Anti-censorship web service censors itself

Found on New Scientist on Tuesday, 04 May 2004
Browse Censorship

A web-proxy service set up by the US government's International Broadcasting Bureau to enable websurfers in Iran to evade censorship is itself massively censoring what they can see.

"This simply looks at the domain name", says Jonathan Zittrain of Harvard Law School, a coauthor of the report, and filters out any that contain words on a banned list.

One banned word is "ass", which blocks some pornography sites but also blocks the sites "usembassy.state.gov" and "www.grass-roots.org", says the report. Other words include "breast", "bush", "gay", "hot", "my", "old", "pic", "soft", "teen", "trans" and "tv". "They might as well filter every fifth website," says Zittrain.

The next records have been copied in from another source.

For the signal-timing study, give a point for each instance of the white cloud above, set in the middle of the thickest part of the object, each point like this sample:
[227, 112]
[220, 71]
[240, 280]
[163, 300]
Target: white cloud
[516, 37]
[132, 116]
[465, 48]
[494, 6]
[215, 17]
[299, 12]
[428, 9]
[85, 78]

Lance Cottrell of Anonymizer estimates that dropping the filter entirely would around double the amount of traffic from Iran, increasing costs. "The reason it was put in wasn't a prudish impulse but directly to manage costs," he says.

But Zittrain is unconvinced by these arguments. "It should be a service that grants access as if one were sitting in the US," he says. "That's giving them a taste of America."

So much for evading censorship. Avoid one, get hit by another. If that's the taste of America the government wants to give, so be it.